The root of many intentional and unintentional lapses is the pressure to perform.  Do it faster, cheaper, or with fewer resources – make more money.  These values can become such a part of a company’s culture that individuals are strongly incentivized to short term gain.  It’s false economy.

Unimpeachable conduct has its benefits. An article in Bloomberg suggests that ethical companies are stronger and last longer. The Wall Street Journal suggests that companies perceived as ethical don’t reap premium prices, but that companies that are perceived as unethical are forced to sell at a steep discount. Forbes points out it is easier to be ethical than unethical.

The message should be clear. It is best to not only avoid impropriety, but the appearance of impropriety. Reputations are hard earned and easily lost. Ethical lapses can have both civil and criminal consequences. Winning at all costs is not winning, it is just the slow and inexorable deterioration of your professional integrity.

Today’s message is to encourage you to really think about ethical behavior and implement in your daily dealings.  Company culture starts with every individual.  Lead by example.   Don’t wake up one day in a black mask with a breathing problem, and wonder “How did I get here?” Instead, be honest and ethical until it is just second-nature.

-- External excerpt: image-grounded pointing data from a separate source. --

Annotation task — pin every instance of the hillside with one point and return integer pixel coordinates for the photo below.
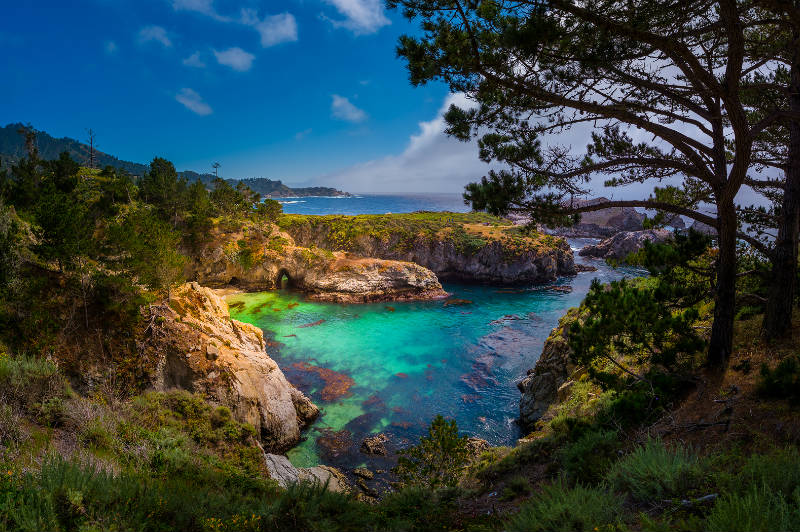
(12, 149)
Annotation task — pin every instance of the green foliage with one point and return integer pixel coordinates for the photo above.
(652, 472)
(780, 470)
(559, 507)
(269, 210)
(162, 187)
(11, 248)
(636, 336)
(516, 487)
(151, 248)
(758, 509)
(783, 382)
(439, 458)
(30, 384)
(587, 458)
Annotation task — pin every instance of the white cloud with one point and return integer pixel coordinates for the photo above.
(273, 29)
(431, 162)
(194, 61)
(236, 58)
(342, 109)
(154, 33)
(360, 16)
(300, 135)
(206, 7)
(193, 101)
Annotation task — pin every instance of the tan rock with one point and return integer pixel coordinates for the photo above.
(324, 275)
(285, 474)
(236, 370)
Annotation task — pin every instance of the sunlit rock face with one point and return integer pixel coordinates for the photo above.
(469, 253)
(619, 246)
(198, 347)
(262, 258)
(552, 371)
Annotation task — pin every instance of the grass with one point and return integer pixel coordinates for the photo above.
(469, 232)
(653, 472)
(559, 507)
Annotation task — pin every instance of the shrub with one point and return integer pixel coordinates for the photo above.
(588, 458)
(559, 507)
(27, 382)
(783, 382)
(516, 486)
(438, 460)
(759, 509)
(780, 470)
(653, 472)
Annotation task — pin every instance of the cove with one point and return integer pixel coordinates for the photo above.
(392, 367)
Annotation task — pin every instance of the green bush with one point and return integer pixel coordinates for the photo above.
(438, 460)
(783, 382)
(652, 472)
(588, 458)
(559, 507)
(757, 510)
(27, 383)
(780, 470)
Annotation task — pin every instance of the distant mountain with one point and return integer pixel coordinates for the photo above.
(12, 149)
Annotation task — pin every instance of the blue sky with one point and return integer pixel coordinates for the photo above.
(307, 91)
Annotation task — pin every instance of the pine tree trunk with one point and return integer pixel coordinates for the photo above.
(721, 344)
(778, 316)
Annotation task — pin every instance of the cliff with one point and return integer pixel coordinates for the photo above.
(261, 257)
(552, 371)
(195, 345)
(470, 247)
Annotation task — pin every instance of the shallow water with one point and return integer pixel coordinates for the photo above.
(392, 367)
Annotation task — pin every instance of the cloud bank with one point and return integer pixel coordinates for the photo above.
(154, 34)
(235, 58)
(193, 101)
(343, 109)
(362, 17)
(431, 162)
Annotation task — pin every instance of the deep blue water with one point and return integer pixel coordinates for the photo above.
(374, 204)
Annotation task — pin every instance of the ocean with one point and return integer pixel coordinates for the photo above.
(392, 367)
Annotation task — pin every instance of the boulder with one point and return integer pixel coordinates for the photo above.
(497, 258)
(260, 257)
(619, 246)
(540, 388)
(195, 345)
(285, 474)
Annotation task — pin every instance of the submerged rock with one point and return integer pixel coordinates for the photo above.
(460, 252)
(285, 474)
(196, 346)
(621, 245)
(540, 388)
(375, 444)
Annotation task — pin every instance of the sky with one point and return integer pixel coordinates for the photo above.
(306, 91)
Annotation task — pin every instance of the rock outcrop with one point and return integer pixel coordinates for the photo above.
(602, 223)
(260, 257)
(553, 369)
(195, 345)
(619, 246)
(285, 474)
(471, 252)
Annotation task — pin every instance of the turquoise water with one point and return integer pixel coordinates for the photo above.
(411, 361)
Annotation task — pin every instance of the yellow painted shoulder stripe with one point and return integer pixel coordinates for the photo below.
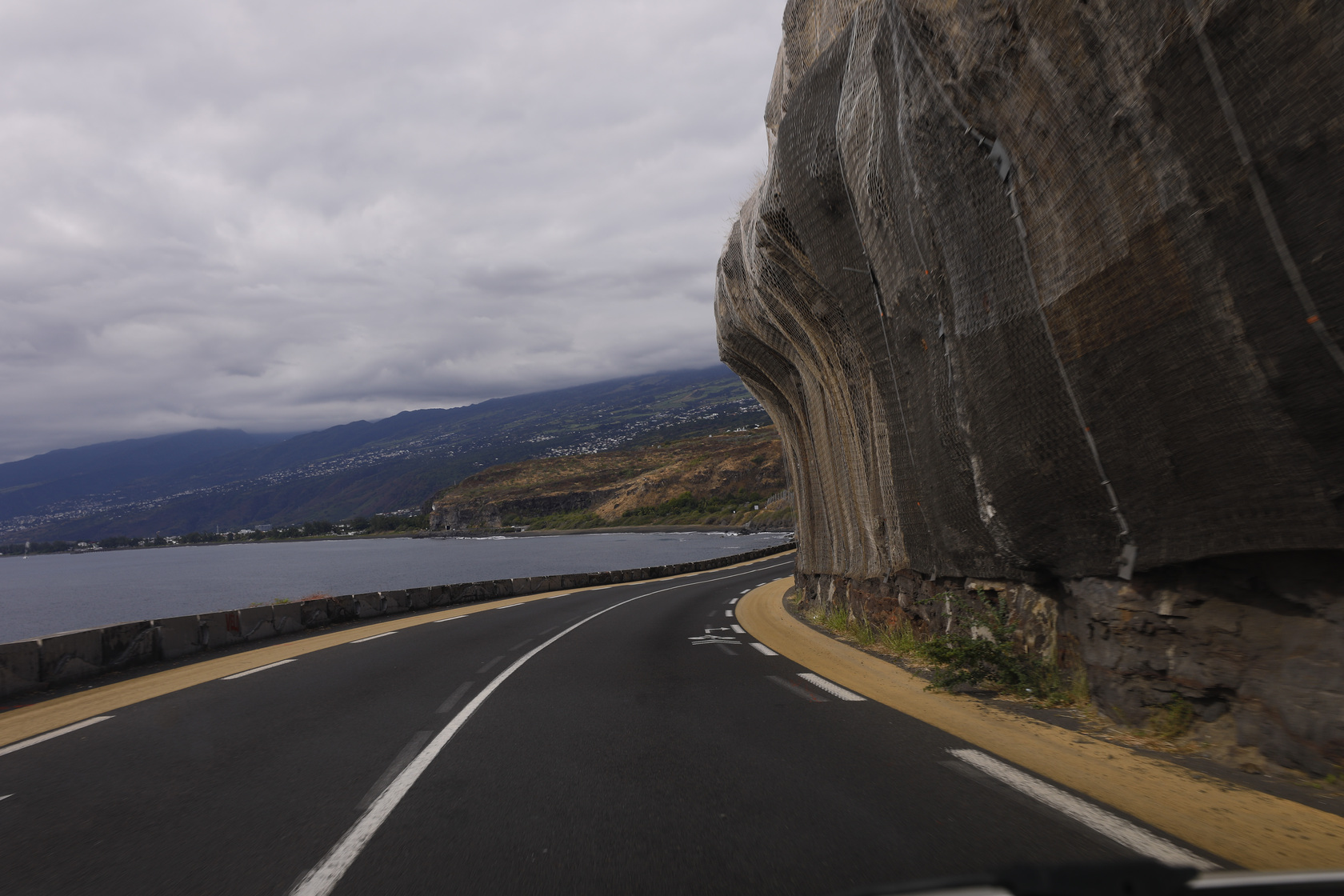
(30, 722)
(1245, 826)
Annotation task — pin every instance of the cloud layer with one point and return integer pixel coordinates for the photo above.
(290, 214)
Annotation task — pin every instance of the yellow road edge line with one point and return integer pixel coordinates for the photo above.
(1249, 828)
(30, 722)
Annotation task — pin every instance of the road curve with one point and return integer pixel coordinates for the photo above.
(622, 739)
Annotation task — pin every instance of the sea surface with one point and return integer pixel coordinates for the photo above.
(53, 593)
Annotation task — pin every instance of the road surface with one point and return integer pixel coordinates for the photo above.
(648, 746)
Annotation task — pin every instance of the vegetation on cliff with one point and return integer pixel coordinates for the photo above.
(733, 478)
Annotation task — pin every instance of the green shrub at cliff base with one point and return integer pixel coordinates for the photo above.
(986, 653)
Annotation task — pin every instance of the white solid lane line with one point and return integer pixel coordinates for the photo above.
(830, 686)
(454, 698)
(269, 666)
(324, 876)
(53, 734)
(374, 637)
(1100, 820)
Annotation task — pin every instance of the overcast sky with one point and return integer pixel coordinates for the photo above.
(290, 214)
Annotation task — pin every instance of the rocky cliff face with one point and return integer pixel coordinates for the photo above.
(1045, 293)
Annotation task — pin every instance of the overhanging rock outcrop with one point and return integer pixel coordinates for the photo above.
(1051, 293)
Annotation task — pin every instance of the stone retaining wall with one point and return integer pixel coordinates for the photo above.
(39, 664)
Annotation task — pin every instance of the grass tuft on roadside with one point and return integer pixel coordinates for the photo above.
(982, 654)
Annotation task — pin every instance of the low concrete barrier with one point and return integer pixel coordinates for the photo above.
(38, 664)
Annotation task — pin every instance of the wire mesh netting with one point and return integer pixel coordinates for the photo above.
(1016, 298)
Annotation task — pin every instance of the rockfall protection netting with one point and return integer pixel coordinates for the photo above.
(1043, 288)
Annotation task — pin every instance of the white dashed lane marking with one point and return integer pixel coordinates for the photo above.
(373, 637)
(810, 696)
(269, 666)
(1113, 826)
(30, 742)
(830, 686)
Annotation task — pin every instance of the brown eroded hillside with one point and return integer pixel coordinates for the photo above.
(731, 478)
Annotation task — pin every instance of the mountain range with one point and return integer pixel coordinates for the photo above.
(229, 478)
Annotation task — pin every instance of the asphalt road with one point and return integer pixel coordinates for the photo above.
(650, 749)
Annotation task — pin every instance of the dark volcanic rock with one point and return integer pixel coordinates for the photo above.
(1033, 286)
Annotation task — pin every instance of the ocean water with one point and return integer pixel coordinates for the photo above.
(58, 593)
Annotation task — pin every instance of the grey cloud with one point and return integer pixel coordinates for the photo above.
(292, 214)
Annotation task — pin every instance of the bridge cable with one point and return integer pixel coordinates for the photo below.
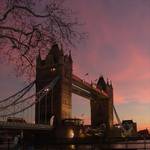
(6, 99)
(49, 86)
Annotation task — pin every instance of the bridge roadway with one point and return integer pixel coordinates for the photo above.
(84, 89)
(24, 126)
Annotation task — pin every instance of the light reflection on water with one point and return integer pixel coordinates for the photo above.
(138, 145)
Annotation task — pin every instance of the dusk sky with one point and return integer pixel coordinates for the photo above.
(117, 47)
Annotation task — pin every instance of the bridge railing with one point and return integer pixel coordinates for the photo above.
(88, 85)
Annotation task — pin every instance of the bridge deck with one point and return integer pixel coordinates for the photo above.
(24, 126)
(85, 89)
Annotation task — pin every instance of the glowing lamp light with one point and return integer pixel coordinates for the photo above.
(46, 90)
(71, 133)
(53, 69)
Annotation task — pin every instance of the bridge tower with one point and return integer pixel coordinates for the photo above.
(102, 108)
(57, 102)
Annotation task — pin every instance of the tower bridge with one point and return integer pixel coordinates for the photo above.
(58, 102)
(55, 83)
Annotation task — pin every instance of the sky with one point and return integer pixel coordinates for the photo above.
(117, 47)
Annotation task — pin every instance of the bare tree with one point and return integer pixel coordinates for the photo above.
(28, 27)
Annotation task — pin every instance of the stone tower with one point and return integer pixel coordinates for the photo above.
(57, 102)
(102, 108)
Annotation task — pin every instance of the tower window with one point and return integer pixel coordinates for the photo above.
(53, 69)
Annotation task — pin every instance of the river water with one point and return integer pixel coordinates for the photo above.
(131, 145)
(136, 145)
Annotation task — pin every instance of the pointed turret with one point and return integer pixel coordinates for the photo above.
(101, 84)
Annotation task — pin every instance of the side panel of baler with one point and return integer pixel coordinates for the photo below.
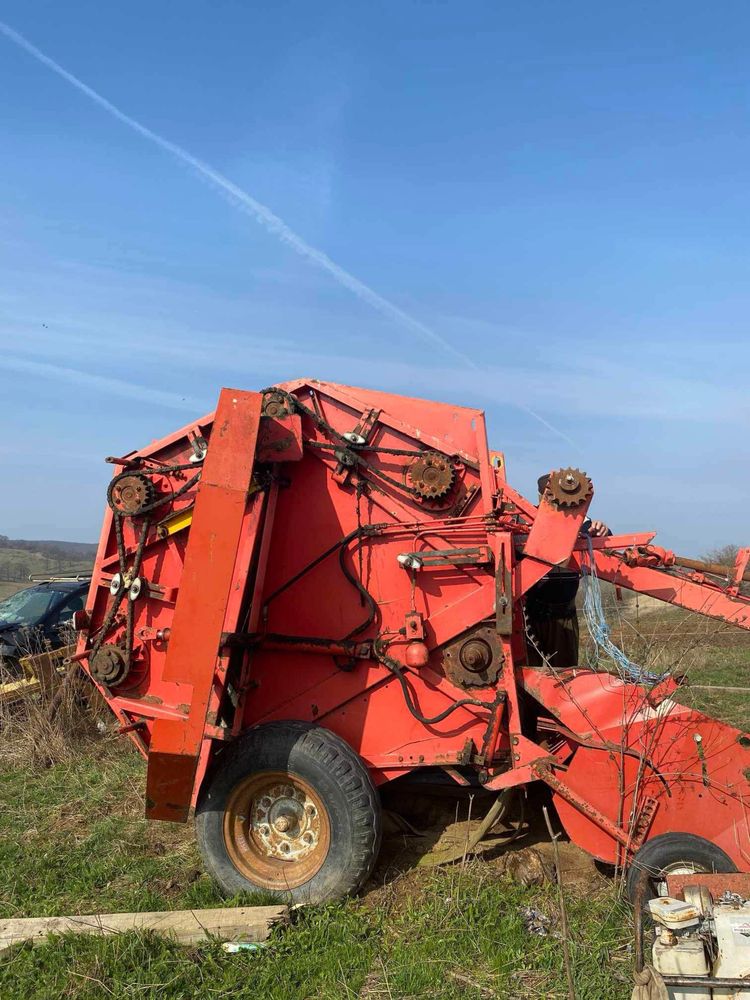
(209, 598)
(310, 597)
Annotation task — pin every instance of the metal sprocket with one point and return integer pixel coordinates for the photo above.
(431, 475)
(568, 488)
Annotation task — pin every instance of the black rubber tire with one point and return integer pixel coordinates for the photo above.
(669, 849)
(337, 775)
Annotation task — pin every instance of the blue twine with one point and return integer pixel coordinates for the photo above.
(596, 623)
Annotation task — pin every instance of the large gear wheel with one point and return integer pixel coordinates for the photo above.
(109, 665)
(275, 405)
(431, 475)
(130, 493)
(568, 488)
(475, 659)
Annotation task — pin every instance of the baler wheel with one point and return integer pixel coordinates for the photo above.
(290, 809)
(672, 854)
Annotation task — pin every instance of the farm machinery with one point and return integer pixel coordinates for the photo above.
(319, 589)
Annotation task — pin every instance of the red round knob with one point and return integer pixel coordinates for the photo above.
(417, 654)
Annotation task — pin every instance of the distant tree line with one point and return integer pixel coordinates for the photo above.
(20, 557)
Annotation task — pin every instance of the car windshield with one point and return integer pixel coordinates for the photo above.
(28, 606)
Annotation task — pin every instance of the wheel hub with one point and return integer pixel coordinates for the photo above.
(276, 830)
(286, 821)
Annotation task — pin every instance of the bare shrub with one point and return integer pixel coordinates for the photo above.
(51, 722)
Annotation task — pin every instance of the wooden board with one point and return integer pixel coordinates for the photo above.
(250, 923)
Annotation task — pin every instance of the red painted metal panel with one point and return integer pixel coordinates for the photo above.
(312, 557)
(204, 595)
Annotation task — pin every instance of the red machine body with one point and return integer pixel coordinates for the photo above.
(357, 560)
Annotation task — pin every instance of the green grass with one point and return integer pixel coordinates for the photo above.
(72, 840)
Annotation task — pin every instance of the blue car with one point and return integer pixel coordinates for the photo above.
(34, 619)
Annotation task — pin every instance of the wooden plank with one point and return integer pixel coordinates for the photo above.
(250, 923)
(17, 690)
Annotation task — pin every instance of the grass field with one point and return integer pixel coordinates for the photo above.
(72, 840)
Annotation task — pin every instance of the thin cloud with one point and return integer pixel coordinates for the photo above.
(100, 383)
(244, 202)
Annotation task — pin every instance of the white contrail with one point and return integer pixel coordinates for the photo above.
(111, 386)
(261, 213)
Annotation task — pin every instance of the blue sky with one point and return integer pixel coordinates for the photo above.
(546, 203)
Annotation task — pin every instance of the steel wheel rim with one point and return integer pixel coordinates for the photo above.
(276, 829)
(676, 868)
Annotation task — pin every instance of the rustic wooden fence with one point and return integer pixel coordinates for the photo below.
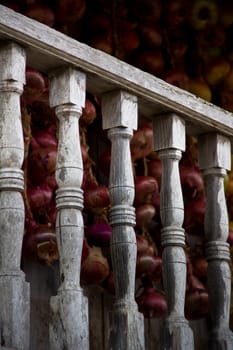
(74, 68)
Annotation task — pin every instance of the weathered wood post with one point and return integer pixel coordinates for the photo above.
(14, 299)
(119, 110)
(169, 140)
(69, 326)
(215, 159)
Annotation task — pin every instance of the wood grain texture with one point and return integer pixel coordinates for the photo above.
(14, 301)
(169, 136)
(69, 325)
(126, 324)
(215, 158)
(48, 49)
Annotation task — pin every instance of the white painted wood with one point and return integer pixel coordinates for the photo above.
(69, 325)
(169, 140)
(126, 324)
(215, 158)
(14, 301)
(48, 49)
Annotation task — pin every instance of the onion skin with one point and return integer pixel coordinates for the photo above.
(98, 234)
(199, 265)
(154, 168)
(192, 182)
(104, 162)
(196, 304)
(143, 247)
(150, 266)
(39, 197)
(152, 304)
(42, 163)
(194, 213)
(41, 242)
(96, 198)
(69, 11)
(144, 214)
(40, 13)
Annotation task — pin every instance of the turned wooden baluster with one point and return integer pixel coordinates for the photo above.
(14, 300)
(169, 140)
(69, 326)
(119, 110)
(215, 159)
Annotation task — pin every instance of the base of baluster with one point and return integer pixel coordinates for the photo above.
(69, 321)
(15, 311)
(177, 335)
(220, 340)
(126, 330)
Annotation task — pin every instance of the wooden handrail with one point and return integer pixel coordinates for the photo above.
(47, 49)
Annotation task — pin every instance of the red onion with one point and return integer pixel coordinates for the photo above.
(191, 181)
(40, 13)
(150, 10)
(150, 60)
(43, 115)
(109, 283)
(150, 266)
(151, 34)
(176, 12)
(152, 304)
(154, 168)
(199, 264)
(194, 212)
(145, 187)
(45, 137)
(98, 234)
(96, 198)
(41, 241)
(69, 11)
(95, 268)
(41, 163)
(144, 214)
(143, 247)
(196, 304)
(104, 162)
(39, 197)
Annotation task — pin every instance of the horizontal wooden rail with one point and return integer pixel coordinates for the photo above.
(47, 49)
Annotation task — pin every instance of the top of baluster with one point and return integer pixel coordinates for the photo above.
(67, 86)
(119, 108)
(12, 58)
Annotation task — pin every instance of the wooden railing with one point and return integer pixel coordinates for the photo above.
(74, 68)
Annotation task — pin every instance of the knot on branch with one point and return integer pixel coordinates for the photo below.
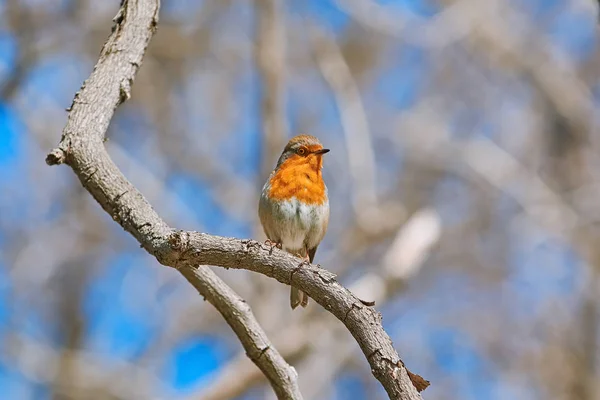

Yoda: “Once you start down the dark path, forever will it dominate your destiny, consume you it will, as it did Obi-Wan’s apprentice.”
Luke: “Vader… is the dark side stronger?”
Yoda: “No, no, no. Quicker, easier, more seductive.”

Wise words!

(Disclosure: I work for Microsoft Corporation. Microsoft has a clear, and unambiguous, statement about business conduct. It has yearly training for all employees to reinforce that company culture. As a manager and mentor, I’m a passionate supporter of these policies.)